10. What is your favorite poster that you have made? What are other people's favorites?
The poster I made for 2010 Beers Under the Sea is currently a personal favorite. It was one of the larger and more carefully crafted pieces I've done so far. Using both silver and gold inks to produce multiple values by making them transparent was challenging and it created a really nice effect that really demands looking at very closely. The themed event is put together by my friends the Sinz brothers of the bands Dios Mio and Indulge that has become a growing annual beer fest with plenty of punk/thrash/metal bands.
I've got a lot of comments and positive reactions on two posters in specific. One for the Chicago based Sass Dragons has an illustration of Chase No Face, an internet celebrity of sorts, curled up with a Furby. It came up as a sort of challenge while on the GigPosters.com forums, but also served as a personality comparison between the graphic and band. It's a good conversation piece when I tell people about this real life cat that survived a car crash, but unfortunately lost its face and a leg. It's still a cat with a beautiful personality and something I've seen Mike Wilson, who organizes a lot of local shows, have to go through with his own cat recently.
The other poster is for the Twin Cities band Children of Euler for it's stylistic repetition of two figures making out. The colors and subject are what really make it such a strong visual. It's comprised of a complicated mix of topics on the power of perfection, beauty, and objectification. While the band is influenced by mathematics this image was my way of illustrating another part of the conversation I believe they bring up in their lyrics.
11. Is there one band that you dream of doing a poster for?
It has been a dream over the past few years to do a poster for the STNNNG, but recently it's been more and more likely that I will be doing one soon.
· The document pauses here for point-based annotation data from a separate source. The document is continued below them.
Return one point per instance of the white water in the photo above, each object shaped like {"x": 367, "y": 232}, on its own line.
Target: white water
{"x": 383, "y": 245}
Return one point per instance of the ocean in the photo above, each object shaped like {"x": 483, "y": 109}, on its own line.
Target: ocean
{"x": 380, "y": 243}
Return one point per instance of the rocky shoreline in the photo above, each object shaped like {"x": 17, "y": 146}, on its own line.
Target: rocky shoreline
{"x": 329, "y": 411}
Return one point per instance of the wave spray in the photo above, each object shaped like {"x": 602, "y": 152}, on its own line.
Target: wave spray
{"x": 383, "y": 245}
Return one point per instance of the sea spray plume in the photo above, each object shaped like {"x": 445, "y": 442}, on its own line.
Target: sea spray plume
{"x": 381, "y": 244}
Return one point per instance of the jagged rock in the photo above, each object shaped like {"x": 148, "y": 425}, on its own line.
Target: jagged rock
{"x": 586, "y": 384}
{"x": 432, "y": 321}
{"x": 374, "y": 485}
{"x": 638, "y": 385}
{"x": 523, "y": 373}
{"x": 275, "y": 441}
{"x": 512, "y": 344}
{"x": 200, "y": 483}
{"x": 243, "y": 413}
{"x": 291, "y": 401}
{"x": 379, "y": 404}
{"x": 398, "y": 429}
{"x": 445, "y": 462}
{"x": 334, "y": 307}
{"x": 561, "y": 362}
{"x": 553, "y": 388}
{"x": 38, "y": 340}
I've been in direct contact them and their label now and it's only a matter of scheduling that determines when I will do a poster for them. My dream jobs are usually in line with some kind of realistic goal and it might now be transitioning into looking for an opportunity to do something for Kylesa somehow. I'm just not sure that my work is as heavy as their sound seems to demand. Short answer, a poster for a tour stop that Kylesa, Baroness, and High on Fire make at the Triple Rock.
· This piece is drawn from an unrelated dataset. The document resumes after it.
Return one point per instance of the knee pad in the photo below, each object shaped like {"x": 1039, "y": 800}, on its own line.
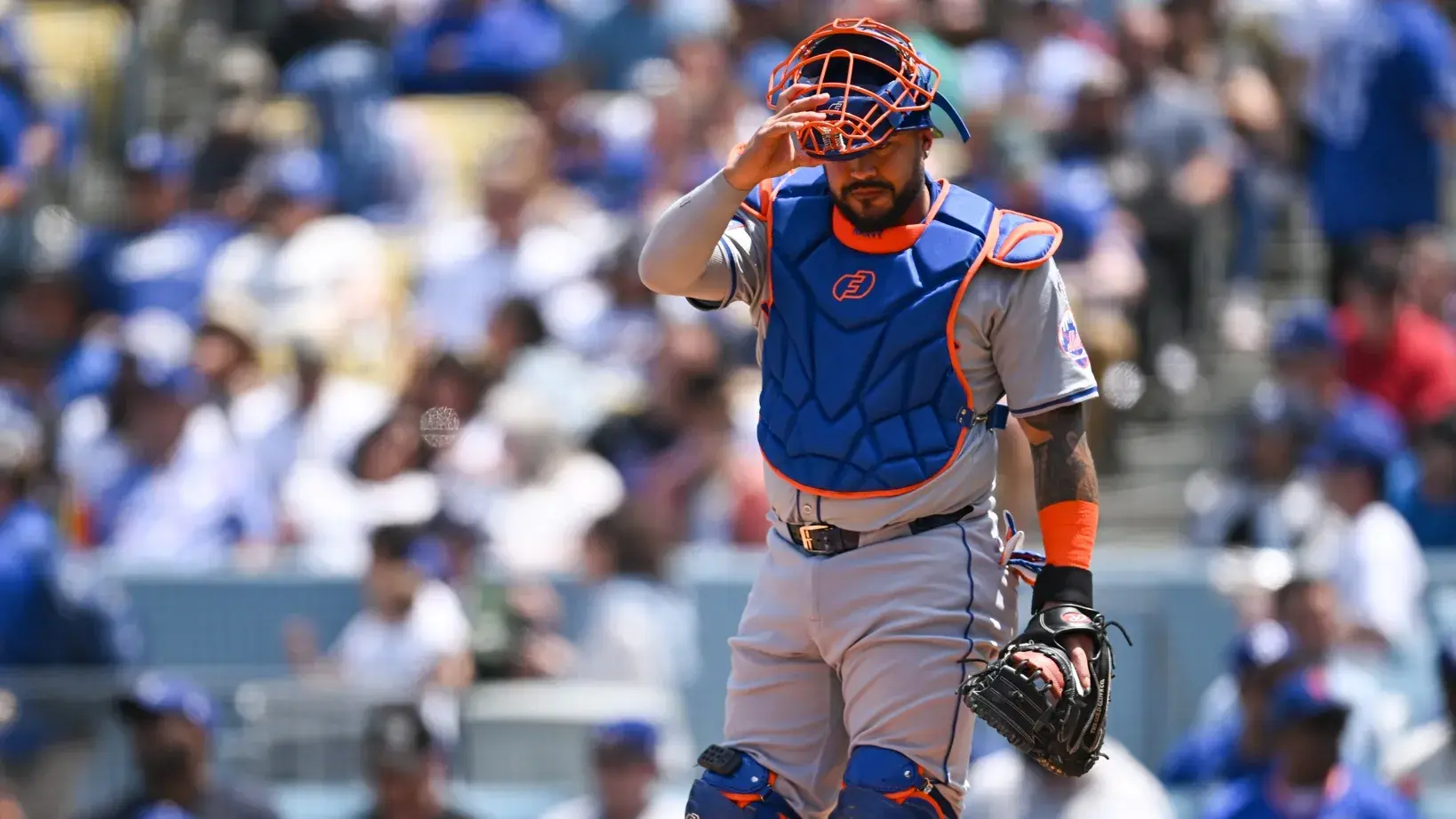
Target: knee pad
{"x": 887, "y": 784}
{"x": 736, "y": 786}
12. What is the future in your view of concert poster art?
There are plenty of artists and designers that are dedicated to creating something more than just an advertisement. It has already been established as an important art form for being cultural remnants. I've seen a number of collective design firms and print shops lead the contemporary discipline. I hope to join in by finding placement in a print related workshop or building one up myself after school. I don't see any end in sight for music related poster art.